Cannabistherapie derzeit in Deutschland nur etwa 600 Patienten erlaubt. Aber die können es sich meist nicht leisten, weil die Krankenkassen die Bedrocan-Blüten oder Sativex aus der Apo-theke zu 15€/ Gramm nicht bezahlen. Haben die Regierungen eigentlich ein Recht solche Therapien zu verbieten?
Nein natürlich nicht! Das ist absurd.
Können sich auch Deutsche Patienten in Not an Medi-Wiet wenden?
Nein, wir verkaufen oder produzieren selbst kein Cannabisöl. Aber jeder Patient kann einen Cannalator bestellen und Cannabis im Coffeeshop kaufen und selbst Mediwietöl herstellen. Vielleicht kennt man ja auch Leute die es anbauen? Das beste ist es natürlich, wenn man es selbst anbaut im Garten. Das ist sehr billig und ein Patientenrecht. (Anmerk. d. Red.: In Holland sind 5 Hanfpflanzen gerichtlich toleriert.)
Wie fühlst du dich nach einem halben Leben im Streben nach einer Hanf-Legalisierung?
Manchmal denke ich, ich komme von einem anderen Planeten um die Dinge hier, auf dem Planeten den sie Erde nennen zu ändern. Und genau das mache ich, es ist meine Aufgabe.

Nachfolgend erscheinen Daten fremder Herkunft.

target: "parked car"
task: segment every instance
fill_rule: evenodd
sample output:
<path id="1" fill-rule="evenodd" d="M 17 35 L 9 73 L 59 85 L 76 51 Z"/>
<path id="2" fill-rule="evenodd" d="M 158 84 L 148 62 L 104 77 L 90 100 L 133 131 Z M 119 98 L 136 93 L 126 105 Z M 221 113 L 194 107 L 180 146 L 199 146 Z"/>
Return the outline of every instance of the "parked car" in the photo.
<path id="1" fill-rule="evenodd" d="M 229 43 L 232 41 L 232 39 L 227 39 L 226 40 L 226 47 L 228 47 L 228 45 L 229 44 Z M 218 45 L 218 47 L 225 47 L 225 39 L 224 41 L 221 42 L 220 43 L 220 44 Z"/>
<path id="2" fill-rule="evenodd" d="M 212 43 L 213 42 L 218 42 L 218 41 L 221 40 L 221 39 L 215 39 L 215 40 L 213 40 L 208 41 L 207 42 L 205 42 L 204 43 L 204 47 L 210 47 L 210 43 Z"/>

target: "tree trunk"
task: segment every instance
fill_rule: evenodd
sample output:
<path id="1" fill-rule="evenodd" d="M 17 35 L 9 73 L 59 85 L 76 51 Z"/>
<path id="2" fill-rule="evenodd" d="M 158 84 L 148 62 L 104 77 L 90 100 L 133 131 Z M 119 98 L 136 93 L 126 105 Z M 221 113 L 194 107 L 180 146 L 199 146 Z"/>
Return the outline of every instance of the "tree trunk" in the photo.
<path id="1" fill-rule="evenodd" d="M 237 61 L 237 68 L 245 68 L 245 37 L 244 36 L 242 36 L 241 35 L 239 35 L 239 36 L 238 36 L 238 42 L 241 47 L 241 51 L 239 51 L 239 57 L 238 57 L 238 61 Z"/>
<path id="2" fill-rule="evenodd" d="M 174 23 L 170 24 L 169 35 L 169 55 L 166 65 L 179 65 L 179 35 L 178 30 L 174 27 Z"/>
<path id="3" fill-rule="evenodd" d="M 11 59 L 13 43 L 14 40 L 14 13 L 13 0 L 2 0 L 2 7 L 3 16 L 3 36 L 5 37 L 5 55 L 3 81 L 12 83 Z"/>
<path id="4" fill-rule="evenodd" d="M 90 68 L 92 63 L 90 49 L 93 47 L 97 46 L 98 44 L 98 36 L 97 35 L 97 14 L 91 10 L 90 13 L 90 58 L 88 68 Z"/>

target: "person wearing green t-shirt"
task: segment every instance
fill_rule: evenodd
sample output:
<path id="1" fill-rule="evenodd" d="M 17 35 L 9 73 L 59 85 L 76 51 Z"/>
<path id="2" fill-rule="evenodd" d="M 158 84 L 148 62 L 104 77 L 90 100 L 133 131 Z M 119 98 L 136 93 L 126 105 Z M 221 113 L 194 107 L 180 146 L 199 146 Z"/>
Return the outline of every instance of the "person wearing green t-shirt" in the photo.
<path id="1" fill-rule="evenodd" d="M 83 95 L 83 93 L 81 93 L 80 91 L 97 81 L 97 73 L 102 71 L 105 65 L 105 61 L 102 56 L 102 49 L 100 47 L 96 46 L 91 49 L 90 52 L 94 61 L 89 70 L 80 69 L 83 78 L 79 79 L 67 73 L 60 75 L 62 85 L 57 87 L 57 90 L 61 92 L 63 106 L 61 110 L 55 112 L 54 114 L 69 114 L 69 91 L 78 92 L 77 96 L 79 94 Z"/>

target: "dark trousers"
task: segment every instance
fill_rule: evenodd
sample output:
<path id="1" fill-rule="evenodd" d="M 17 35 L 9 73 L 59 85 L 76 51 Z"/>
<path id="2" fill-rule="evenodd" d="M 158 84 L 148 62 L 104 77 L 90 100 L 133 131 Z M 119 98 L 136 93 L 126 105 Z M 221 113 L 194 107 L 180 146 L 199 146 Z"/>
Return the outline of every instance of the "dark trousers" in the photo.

Ich schaue auf die Menschen hier oft mit mit einer Art von Erstaunen. Ich frage mich warum sie sich so dumm benehmen? Warum lassen sie sich so manipulieren? Es ist ihre gottgegebene Fähigkeit sich ihre eigene Realität zu schaffen. Das ist quasi ihre Freiheit. Aber warum geben sie sie weg indem sie vor Autoritäten parieren?
Früher dachte ich, wenn man ihnen nur was zum rauchen gibt, dann könnte man ihren Geist ändern. So wie es bei mir selbst gewesen ist. Damals wollte ich Lehrer werden, aber dann hab ich angefangen Hanf zu rauchen. Und dann merke ich, dass ich nicht Teil einer Maschinerie sein wollte, die die Menschen dazu erzieht zu gehorchen. Ich bin immer noch ein Lehrer, aber in einer anderen Art.